Sodium is already in processed and restaurant foods when you purchase them, which makes it difficult to reduce daily sodium intake on your own. Although it is wise to limit your use of added table salt while cooking and at the table, only a small amount of the sodium we consume each day comes from the salt shaker.

CDC’s Sodium Reduction Initiative

CDC is working at the national, state, and local levels to help reduce sodium in the food supply. CDC’s approach to sodium reduction includes supporting and evaluating ongoing initiatives to reduce sodium, providing technical assistance to the public health community, expanding the scientific literature related to sodium reduction, collaborating with stakeholders, and educating the public. More information may be found here:  CDC’s Sodium Reduction Initiative[PDF-338K].

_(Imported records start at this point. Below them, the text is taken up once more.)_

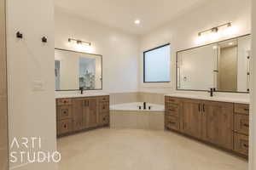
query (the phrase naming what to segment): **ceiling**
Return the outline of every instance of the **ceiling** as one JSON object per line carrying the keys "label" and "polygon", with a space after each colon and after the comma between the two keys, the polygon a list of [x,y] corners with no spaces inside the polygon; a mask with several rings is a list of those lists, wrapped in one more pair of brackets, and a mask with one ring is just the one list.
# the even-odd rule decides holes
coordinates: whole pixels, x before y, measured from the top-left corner
{"label": "ceiling", "polygon": [[[55,0],[67,13],[143,35],[210,0]],[[140,20],[140,25],[134,20]]]}

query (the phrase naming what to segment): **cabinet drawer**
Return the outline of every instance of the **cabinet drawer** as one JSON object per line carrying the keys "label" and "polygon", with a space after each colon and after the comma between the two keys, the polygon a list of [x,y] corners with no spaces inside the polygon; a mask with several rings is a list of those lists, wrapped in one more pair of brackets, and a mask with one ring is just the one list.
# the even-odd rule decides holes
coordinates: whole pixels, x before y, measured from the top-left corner
{"label": "cabinet drawer", "polygon": [[244,134],[235,133],[235,151],[248,156],[249,150],[249,139],[248,136]]}
{"label": "cabinet drawer", "polygon": [[71,99],[58,99],[57,105],[68,105],[72,104]]}
{"label": "cabinet drawer", "polygon": [[63,120],[72,118],[72,106],[71,105],[61,105],[57,107],[57,119]]}
{"label": "cabinet drawer", "polygon": [[58,134],[65,134],[73,131],[73,122],[71,119],[58,122]]}
{"label": "cabinet drawer", "polygon": [[166,97],[165,100],[167,103],[173,103],[173,104],[179,104],[180,103],[180,99],[179,99],[172,98],[172,97],[168,97],[168,96]]}
{"label": "cabinet drawer", "polygon": [[166,115],[179,117],[179,105],[166,105]]}
{"label": "cabinet drawer", "polygon": [[179,120],[177,117],[166,116],[166,127],[173,130],[179,130]]}
{"label": "cabinet drawer", "polygon": [[100,126],[108,125],[109,124],[109,115],[102,114],[99,116],[99,124]]}
{"label": "cabinet drawer", "polygon": [[100,112],[107,112],[109,111],[109,103],[108,102],[101,102],[99,105]]}
{"label": "cabinet drawer", "polygon": [[109,101],[109,96],[102,96],[99,98],[100,102]]}
{"label": "cabinet drawer", "polygon": [[249,111],[249,105],[235,104],[235,113],[248,115]]}
{"label": "cabinet drawer", "polygon": [[243,134],[249,134],[249,116],[235,114],[235,131]]}
{"label": "cabinet drawer", "polygon": [[84,122],[83,119],[79,121],[73,121],[73,131],[79,131],[84,129]]}

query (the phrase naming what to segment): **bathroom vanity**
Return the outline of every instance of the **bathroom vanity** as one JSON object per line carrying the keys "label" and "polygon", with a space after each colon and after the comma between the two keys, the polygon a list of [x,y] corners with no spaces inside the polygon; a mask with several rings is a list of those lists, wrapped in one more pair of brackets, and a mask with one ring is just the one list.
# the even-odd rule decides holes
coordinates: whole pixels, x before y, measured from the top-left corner
{"label": "bathroom vanity", "polygon": [[56,99],[57,136],[109,126],[109,96]]}
{"label": "bathroom vanity", "polygon": [[165,103],[166,129],[248,156],[248,102],[166,95]]}

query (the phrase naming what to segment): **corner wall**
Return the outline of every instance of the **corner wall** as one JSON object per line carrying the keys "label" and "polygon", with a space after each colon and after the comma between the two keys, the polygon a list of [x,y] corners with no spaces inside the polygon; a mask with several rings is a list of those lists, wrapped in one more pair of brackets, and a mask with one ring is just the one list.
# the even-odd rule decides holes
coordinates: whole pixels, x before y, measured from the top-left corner
{"label": "corner wall", "polygon": [[249,153],[249,169],[256,169],[256,2],[253,2],[252,7],[252,21],[253,21],[253,42],[252,42],[252,56],[253,56],[253,80],[251,87],[253,87],[253,92],[251,94],[251,116],[250,116],[250,153]]}
{"label": "corner wall", "polygon": [[5,0],[0,0],[0,170],[8,170]]}

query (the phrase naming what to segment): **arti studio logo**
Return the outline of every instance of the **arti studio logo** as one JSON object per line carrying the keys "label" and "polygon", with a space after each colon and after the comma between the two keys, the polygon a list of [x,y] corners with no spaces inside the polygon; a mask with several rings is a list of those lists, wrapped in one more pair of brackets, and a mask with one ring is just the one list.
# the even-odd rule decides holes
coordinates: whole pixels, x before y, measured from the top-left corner
{"label": "arti studio logo", "polygon": [[57,163],[61,160],[61,155],[58,151],[42,150],[40,137],[14,138],[10,145],[9,156],[11,162],[20,163]]}

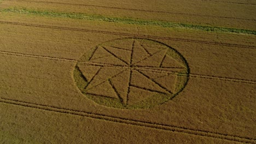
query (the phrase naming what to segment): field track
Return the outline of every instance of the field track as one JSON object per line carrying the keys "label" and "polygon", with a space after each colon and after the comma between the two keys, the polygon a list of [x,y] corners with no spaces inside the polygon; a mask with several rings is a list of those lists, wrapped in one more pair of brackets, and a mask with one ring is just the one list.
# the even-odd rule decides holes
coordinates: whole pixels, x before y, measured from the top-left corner
{"label": "field track", "polygon": [[179,128],[173,125],[168,125],[162,124],[152,123],[143,121],[138,121],[132,119],[124,119],[120,117],[113,117],[112,116],[102,115],[98,113],[92,113],[84,111],[78,111],[74,110],[64,109],[59,107],[55,107],[47,105],[42,105],[36,104],[27,103],[24,101],[13,100],[4,98],[1,98],[0,103],[4,103],[12,105],[19,105],[27,107],[42,109],[46,111],[51,111],[63,113],[69,113],[71,115],[78,115],[83,117],[88,117],[92,118],[104,119],[112,122],[122,123],[128,124],[136,125],[140,127],[146,127],[149,128],[159,129],[168,131],[172,131],[182,133],[187,133],[191,135],[214,137],[217,139],[224,139],[229,141],[234,141],[241,142],[254,142],[256,139],[251,139],[249,137],[241,137],[238,136],[228,135],[226,134],[214,133],[210,131],[202,131],[194,129],[189,129],[186,128]]}
{"label": "field track", "polygon": [[0,1],[0,143],[256,143],[256,4],[167,1]]}

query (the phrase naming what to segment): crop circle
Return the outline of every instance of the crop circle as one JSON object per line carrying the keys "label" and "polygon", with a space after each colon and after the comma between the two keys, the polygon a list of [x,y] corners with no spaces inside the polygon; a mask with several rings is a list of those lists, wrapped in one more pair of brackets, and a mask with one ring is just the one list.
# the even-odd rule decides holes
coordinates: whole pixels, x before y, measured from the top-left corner
{"label": "crop circle", "polygon": [[119,109],[145,109],[176,97],[189,68],[177,50],[155,40],[129,38],[104,43],[77,62],[74,78],[86,97]]}

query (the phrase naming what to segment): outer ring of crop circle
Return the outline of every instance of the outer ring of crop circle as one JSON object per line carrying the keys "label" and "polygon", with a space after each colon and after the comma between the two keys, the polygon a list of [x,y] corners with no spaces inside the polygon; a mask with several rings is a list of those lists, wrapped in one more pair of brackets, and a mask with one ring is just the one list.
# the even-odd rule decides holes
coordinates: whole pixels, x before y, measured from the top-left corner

Balancing Act: Sodium and Potassium

Did you know that sodium and potassium both affect blood pressure? In general, people who reduce sodium, who increase potassium, or who do both benefit from having lower blood pressure and reducing their risk for other serious health problems. Eating enough potassium each day can help balance out some of the harmful effects that high sodium intake can have on blood pressure. But lowering sodium intake is key to this balance.

Dietary Guidelines for Sodium

The 2015-2020 Dietary Guidelines for Americans recommend that Americans consume less than 2,300 milligrams (mg) of sodium per day as part of a healthy eating pattern.